The highlight of this is during the "Previously on Grey's Anatomy" segment in episode two, where Mike, Bridget, and Disembodio put on a little performance of "Previously on RiffTrax" which had me in stitches.  It's almost like a spiritual successor to the opening host segment of The Deadly Bees on MST3K ("Don't make me shoot you!  Croooooooow!").

The saucy nature of the sexual tensions on the show also come under fire.  Mike gives Patrick Dempsey a narcissism like no other, insisting that all bask in his handsomeness.  There are some shots taken at Meredith's slight fauning over Dempsey, and her reluctance to admit that she's attracted to this handsome dude she's already had sex with but is trying to ignore.  Bridget observes "I don't think she understands the concept of sleeping her way to the top."

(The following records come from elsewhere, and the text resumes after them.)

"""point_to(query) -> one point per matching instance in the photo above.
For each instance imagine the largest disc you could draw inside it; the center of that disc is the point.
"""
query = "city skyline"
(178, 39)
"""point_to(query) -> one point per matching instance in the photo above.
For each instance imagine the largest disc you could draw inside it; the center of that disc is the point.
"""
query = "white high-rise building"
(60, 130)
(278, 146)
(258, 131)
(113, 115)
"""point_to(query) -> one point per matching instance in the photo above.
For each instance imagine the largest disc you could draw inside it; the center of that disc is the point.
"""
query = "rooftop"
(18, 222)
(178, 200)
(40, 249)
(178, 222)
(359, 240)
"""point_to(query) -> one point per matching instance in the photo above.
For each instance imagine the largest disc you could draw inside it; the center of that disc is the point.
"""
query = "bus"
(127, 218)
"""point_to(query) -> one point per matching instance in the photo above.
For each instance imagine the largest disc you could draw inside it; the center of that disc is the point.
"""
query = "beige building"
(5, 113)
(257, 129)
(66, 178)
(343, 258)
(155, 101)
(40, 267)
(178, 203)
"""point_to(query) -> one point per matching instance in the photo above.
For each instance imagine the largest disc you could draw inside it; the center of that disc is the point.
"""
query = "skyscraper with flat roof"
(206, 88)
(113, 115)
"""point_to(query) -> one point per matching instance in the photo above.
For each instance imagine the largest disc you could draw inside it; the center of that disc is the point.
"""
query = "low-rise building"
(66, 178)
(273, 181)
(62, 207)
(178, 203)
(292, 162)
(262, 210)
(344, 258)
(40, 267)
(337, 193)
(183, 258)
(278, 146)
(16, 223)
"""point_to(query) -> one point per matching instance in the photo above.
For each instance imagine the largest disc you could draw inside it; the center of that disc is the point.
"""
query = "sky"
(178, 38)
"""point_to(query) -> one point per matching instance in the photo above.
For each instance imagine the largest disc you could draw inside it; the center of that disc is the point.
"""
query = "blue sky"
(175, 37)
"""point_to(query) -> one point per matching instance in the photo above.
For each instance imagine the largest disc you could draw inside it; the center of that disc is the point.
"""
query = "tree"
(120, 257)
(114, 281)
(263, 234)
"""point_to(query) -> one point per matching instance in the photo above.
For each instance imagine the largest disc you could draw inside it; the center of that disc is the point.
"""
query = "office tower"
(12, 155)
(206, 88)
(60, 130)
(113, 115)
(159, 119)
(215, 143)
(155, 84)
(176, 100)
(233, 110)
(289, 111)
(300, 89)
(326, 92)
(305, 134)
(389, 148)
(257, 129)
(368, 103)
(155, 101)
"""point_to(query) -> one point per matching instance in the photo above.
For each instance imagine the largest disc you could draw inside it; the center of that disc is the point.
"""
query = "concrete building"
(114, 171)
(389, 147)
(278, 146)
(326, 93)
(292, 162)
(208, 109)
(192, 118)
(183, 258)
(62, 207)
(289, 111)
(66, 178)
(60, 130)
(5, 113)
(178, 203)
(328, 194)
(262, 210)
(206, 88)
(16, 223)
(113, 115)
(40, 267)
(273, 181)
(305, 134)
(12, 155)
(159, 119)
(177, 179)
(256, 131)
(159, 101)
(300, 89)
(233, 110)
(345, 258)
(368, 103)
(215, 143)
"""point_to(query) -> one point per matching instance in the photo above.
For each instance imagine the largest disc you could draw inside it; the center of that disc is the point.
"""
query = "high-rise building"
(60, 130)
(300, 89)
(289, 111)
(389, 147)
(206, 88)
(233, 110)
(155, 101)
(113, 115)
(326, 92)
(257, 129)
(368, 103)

It gets a little tiresome toward the end of the second episode.  Grey's Anatomy isn't really all that fun to sit down and watch more than one episode of in one sitting and the riff experience follows suit.  Luckily the Trax is split in two allowing one to watch the two episodes separately if one wishes.  I might do that in the future, to see if the second half holds up better without having already sat through forty minutes prior already.  Grey's Anatomy is a pretty fun one, though I'd confess it might just easily be skippable if the show isn't your bag.  It's not my bag either but I'm glad I gave it a chance.